Published Catalogue Text: Stone Sculptures: The Greek, Roman and Etruscan Collections of the Harvard University Art Museums , written 1990
41
Head of a Long-Faced Philosopher
The surfaces are very water-worn. A section of the left rear of the head was damaged and restored in antiquity. The restoration is now missing, but the dowel remains.
This head could be a portrait of a late Antonine or Severan man of intellect in the traditions of Attic art in the fourth century B.C. The head had been compared with a supposed likeness of Aristippos, a sophist from Cyrene who lived about 435 to 360 B.C., was a predecessor of Epikouros, and a pupil of Socrates in Athens. Aristippos, identified by Karl Schefold, appears on a small double herm in Berlin; the other half of the herm shows his daughter (Richter, 1965, 11, pp. 175-176, figs. 1015k, also 1016, 1017).
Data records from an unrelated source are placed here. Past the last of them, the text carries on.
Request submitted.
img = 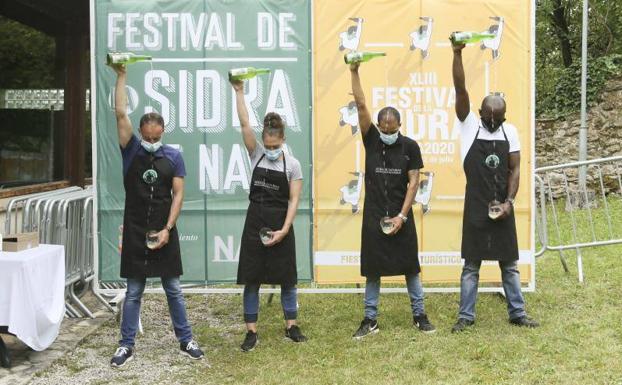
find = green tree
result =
[0,16,56,89]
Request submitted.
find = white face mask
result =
[380,131,399,146]
[140,139,162,154]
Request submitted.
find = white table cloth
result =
[0,245,65,351]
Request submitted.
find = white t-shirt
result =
[458,111,520,163]
[248,140,302,181]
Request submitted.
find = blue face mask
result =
[380,131,399,146]
[264,147,283,162]
[140,140,162,154]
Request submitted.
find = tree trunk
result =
[550,0,572,68]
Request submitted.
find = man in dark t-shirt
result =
[110,65,203,367]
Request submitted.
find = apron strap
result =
[501,124,510,143]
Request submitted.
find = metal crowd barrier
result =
[535,156,622,282]
[5,187,113,318]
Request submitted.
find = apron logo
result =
[143,168,158,184]
[484,154,501,168]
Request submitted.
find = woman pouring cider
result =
[230,76,307,352]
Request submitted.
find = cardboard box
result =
[2,232,39,251]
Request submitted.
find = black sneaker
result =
[413,314,436,334]
[240,330,259,352]
[451,318,475,333]
[352,318,380,340]
[510,315,540,328]
[179,340,205,360]
[0,337,11,368]
[110,346,134,368]
[285,325,307,342]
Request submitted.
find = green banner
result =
[94,0,312,283]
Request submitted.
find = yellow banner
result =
[313,0,535,287]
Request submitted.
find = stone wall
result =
[536,79,622,200]
[536,79,622,167]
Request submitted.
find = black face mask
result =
[482,118,505,134]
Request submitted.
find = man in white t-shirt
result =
[451,39,538,332]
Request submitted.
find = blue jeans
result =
[363,274,425,320]
[119,277,192,347]
[458,260,527,321]
[243,285,298,323]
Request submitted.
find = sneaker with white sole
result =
[352,317,380,340]
[179,340,204,360]
[110,346,134,368]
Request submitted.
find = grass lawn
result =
[34,198,622,385]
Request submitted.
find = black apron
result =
[237,154,298,286]
[462,126,518,261]
[121,149,183,278]
[361,132,421,277]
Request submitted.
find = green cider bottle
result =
[343,51,387,64]
[450,31,497,44]
[106,52,152,65]
[229,67,270,81]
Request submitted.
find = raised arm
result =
[451,44,470,122]
[112,64,132,148]
[231,80,257,154]
[350,63,371,136]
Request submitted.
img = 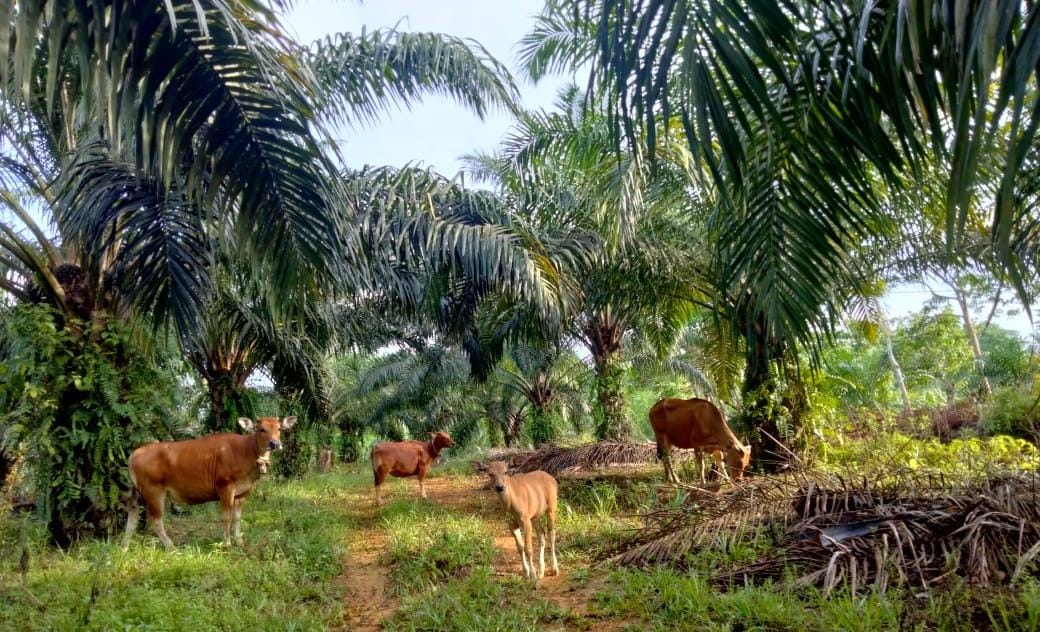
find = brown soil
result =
[339,476,627,631]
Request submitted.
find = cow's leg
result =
[216,485,235,547]
[372,467,387,507]
[123,488,140,551]
[419,467,426,498]
[513,522,527,577]
[232,498,245,547]
[545,506,560,575]
[711,450,732,482]
[531,518,545,579]
[141,490,174,551]
[521,518,538,581]
[657,436,679,483]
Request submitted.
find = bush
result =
[980,387,1040,443]
[0,306,174,545]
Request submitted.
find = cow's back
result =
[129,432,256,504]
[510,470,560,518]
[371,441,426,476]
[650,397,729,449]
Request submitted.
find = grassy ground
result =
[0,464,1040,632]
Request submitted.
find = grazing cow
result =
[473,460,560,582]
[371,430,454,506]
[123,417,296,550]
[650,397,751,483]
[318,448,332,473]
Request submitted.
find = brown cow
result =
[123,417,296,550]
[650,397,751,483]
[371,430,454,505]
[473,460,560,582]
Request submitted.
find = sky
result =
[287,0,1040,339]
[286,0,574,176]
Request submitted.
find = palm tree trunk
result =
[583,315,632,441]
[881,317,911,413]
[206,372,253,432]
[954,286,993,397]
[527,405,558,448]
[740,314,790,472]
[593,350,632,441]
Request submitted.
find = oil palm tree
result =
[469,88,708,440]
[525,0,1040,357]
[490,341,591,447]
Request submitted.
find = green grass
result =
[387,567,574,631]
[6,457,1040,632]
[383,500,495,594]
[0,474,358,632]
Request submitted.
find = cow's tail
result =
[369,445,383,486]
[122,454,140,514]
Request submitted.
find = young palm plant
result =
[470,88,708,440]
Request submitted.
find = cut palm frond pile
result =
[612,474,1040,593]
[513,442,693,474]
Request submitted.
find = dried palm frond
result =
[613,474,1040,591]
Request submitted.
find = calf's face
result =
[725,445,751,480]
[430,430,454,451]
[238,417,296,451]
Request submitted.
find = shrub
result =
[0,306,174,545]
[980,387,1040,442]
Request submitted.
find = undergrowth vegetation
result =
[0,475,352,631]
[6,457,1040,632]
[813,431,1040,480]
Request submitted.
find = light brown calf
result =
[371,430,454,505]
[123,417,296,550]
[650,397,751,483]
[473,460,560,582]
[318,448,332,473]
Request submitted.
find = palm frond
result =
[308,29,519,123]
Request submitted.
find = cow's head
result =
[238,417,296,452]
[724,443,751,480]
[473,460,510,494]
[430,430,454,453]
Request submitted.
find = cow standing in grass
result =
[371,430,454,506]
[473,460,560,582]
[650,397,751,484]
[123,417,296,550]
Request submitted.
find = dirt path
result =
[339,498,397,632]
[332,477,613,632]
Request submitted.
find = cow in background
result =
[371,430,454,506]
[123,417,296,550]
[650,397,751,484]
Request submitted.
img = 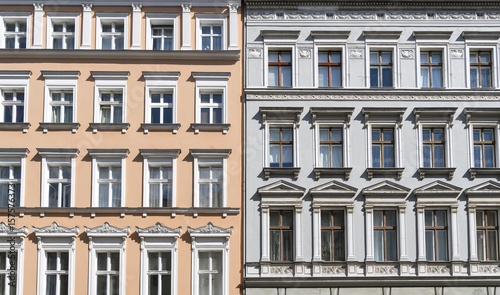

The face of the old man in the Berlin double herm is that of a typical elder on a large Attic grave relief, such as the mourner contemplating the heroized hunter-athlete on the famous stele from the Ilissos River, in the National Museum, Athens (Diepolder, 1931, pp. 51, 59, pl. 48). The Robinson head might still be the same distinguished intellectual of the fourth century BC world, Aristippos, or someone else, but, despite its worn surfaces, the face has more individuality and character than the man in the Berlin double herm.